Building 103 would have been one of the most important to the scores of trainees that came through RAF Bicester. It was within this small rectangular, two-room building that pilots would have honed their skills without leaving the ground via the newly introduced Link Trainer.
Created by Edwin Link, the son of an organ maker in New York, the Link Trainer was perhaps the world’s first flight simulator. He reputedly found more success selling his new device to amusement parks, where visitors would roll and pitch, dive and climb in a mini cockpit, but in 1936 the Royal Air Force introduced it via JVW Ltd, receiving the first in 1937.

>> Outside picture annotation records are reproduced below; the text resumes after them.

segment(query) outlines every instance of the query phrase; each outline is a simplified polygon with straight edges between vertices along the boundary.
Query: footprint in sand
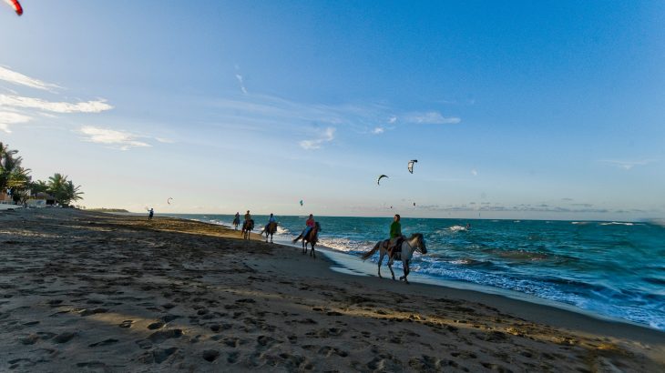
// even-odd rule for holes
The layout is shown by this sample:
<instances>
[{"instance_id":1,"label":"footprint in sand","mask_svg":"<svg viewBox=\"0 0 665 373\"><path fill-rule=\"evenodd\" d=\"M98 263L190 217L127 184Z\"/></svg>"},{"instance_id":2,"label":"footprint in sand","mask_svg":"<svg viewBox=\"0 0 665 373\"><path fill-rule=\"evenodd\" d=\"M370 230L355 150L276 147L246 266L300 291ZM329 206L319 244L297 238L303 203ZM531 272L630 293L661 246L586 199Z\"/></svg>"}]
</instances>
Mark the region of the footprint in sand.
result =
<instances>
[{"instance_id":1,"label":"footprint in sand","mask_svg":"<svg viewBox=\"0 0 665 373\"><path fill-rule=\"evenodd\" d=\"M134 320L125 320L118 325L120 328L131 328L131 325L134 324Z\"/></svg>"},{"instance_id":2,"label":"footprint in sand","mask_svg":"<svg viewBox=\"0 0 665 373\"><path fill-rule=\"evenodd\" d=\"M80 311L78 314L81 315L81 317L95 315L95 314L103 314L108 312L108 309L107 308L95 308L95 309L84 309Z\"/></svg>"},{"instance_id":3,"label":"footprint in sand","mask_svg":"<svg viewBox=\"0 0 665 373\"><path fill-rule=\"evenodd\" d=\"M152 324L148 325L148 328L150 330L160 329L160 328L164 328L165 325L166 324L164 324L161 321L157 321L157 322L153 322Z\"/></svg>"},{"instance_id":4,"label":"footprint in sand","mask_svg":"<svg viewBox=\"0 0 665 373\"><path fill-rule=\"evenodd\" d=\"M108 338L108 339L104 339L101 342L97 342L97 343L89 344L89 345L87 345L87 347L89 347L89 348L96 348L97 346L108 346L108 345L112 345L112 344L118 343L118 339Z\"/></svg>"},{"instance_id":5,"label":"footprint in sand","mask_svg":"<svg viewBox=\"0 0 665 373\"><path fill-rule=\"evenodd\" d=\"M161 343L167 339L179 338L182 337L181 329L159 330L152 333L148 338L153 343Z\"/></svg>"},{"instance_id":6,"label":"footprint in sand","mask_svg":"<svg viewBox=\"0 0 665 373\"><path fill-rule=\"evenodd\" d=\"M169 323L169 322L175 320L176 318L182 318L182 317L179 316L179 315L167 314L161 318L161 320L166 323Z\"/></svg>"},{"instance_id":7,"label":"footprint in sand","mask_svg":"<svg viewBox=\"0 0 665 373\"><path fill-rule=\"evenodd\" d=\"M143 363L157 363L161 364L166 361L171 355L178 351L177 348L156 348L152 351L144 353L140 358L139 361Z\"/></svg>"},{"instance_id":8,"label":"footprint in sand","mask_svg":"<svg viewBox=\"0 0 665 373\"><path fill-rule=\"evenodd\" d=\"M240 357L240 353L238 352L230 352L229 356L226 358L226 362L229 364L235 364L238 361L238 357Z\"/></svg>"},{"instance_id":9,"label":"footprint in sand","mask_svg":"<svg viewBox=\"0 0 665 373\"><path fill-rule=\"evenodd\" d=\"M203 359L206 361L213 362L220 357L220 351L214 349L207 349L203 351Z\"/></svg>"},{"instance_id":10,"label":"footprint in sand","mask_svg":"<svg viewBox=\"0 0 665 373\"><path fill-rule=\"evenodd\" d=\"M53 338L53 341L56 343L66 343L69 342L73 338L77 337L77 333L65 332L60 333Z\"/></svg>"}]
</instances>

It was cleverly linked to the instructor’s desk, with the dials from the cockpit duplicated for monitoring, and a pen automatically plotted the flight path onto a map. The instructor could also alter the weather, from calm to rough, and it could recreate stalls to train the pilot in how to recover.
The Link Trainer was built at RAF Bicester in 1939, and a year later the site became home to No. 13 Operational Training Unit charged with training pilots ready for squadron duty.
Grade II listed, it was category A at-risk before it was carefully restored to house the growing Heritage Skills Academy. That ensures the building continues its tradition of training the next generation, but today, rather than pilots, it is coachbuilders. Auto-Historica, led by Mark Taylor, pass on their expertise within Building 103.